My Lords, I am very glad that I put my name down to speak on this group of amendments. I had designed my contribution to be about the government amendments. Having heard the noble Lord, Lord Patel, I am reassured that I am not tilting at windmills. I hope that when the Minister winds up on this group she will be much more explicit about the purpose behind Amendments 48 and 109 and the limitations on their use. There are very thin explanatory statements accompanying the amendments. I heard the helpful paraphrase from the noble Lord, Lord Patel, but, regrettably, I did not receive the Minister’s letter although I have spoken on health data issues in the Trade Bill at some length. I share the noble Lord’s concerns.
I have a series of questions to put to the Minister in relation to those amendments. Can the Minister confirm that they do not, as such, permit the sharing of NHS patient data, whether related to medicines or medical devices and whether anonymised or not? The new UK-Japan trade agreement permits either party, in its Article 8.73, to share source codes and algorithms for regulatory purposes. This is directly relevant to modern medical devices. Is this why the Government are seeking the provision inserted by Amendment 109? In agreeing the trade deal, did the Government realise that they did not have a clear power to do so? How widely do the Government interpret these two amendments? What is their essential purpose and subject matter? I am raising this and the noble Lord, Lord Patel, raised it. What are the constraints as the Government see them?

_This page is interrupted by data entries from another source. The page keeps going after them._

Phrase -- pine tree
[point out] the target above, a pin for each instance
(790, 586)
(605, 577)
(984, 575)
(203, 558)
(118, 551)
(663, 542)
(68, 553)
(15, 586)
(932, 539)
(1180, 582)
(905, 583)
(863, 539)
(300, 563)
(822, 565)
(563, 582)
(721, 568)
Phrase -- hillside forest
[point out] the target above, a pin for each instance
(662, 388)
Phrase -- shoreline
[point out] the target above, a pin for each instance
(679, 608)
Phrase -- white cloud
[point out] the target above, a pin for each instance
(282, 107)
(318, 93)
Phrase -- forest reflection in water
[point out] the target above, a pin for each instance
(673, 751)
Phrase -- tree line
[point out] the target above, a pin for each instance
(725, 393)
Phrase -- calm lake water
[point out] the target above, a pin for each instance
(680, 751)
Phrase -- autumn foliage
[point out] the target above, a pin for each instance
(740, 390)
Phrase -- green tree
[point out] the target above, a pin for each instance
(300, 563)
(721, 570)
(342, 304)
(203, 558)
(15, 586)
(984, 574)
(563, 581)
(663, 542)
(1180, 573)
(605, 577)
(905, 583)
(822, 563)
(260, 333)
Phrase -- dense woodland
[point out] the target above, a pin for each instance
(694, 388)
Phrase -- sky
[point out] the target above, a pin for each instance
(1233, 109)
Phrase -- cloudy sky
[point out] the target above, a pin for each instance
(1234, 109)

Of course, there is an important patient safety issue in terms of the operation of medical devices. I entirely take the point raised by the Lord, Lord Patel, that there is no specificity in the article about that but does that mean that UK medical device manufacturers will, as a matter of routine, need to reveal their source codes and algorithms? Is this to be a standard provision in trade agreements, permitted by these provisions? What safeguards will there be against IP infringement and know-how theft in these circumstances?
I am sorry to throw these questions at the Minister in this fashion, but it comes as a result of me not having any brief from the Minister in the first place. We have all commented on the fact that the government amendments, tabled as they have been, need a fair bit of explanation. I hope the Minister can answer some of these questions and I look forward to her reply, but it may be that she prefers to write after Committee.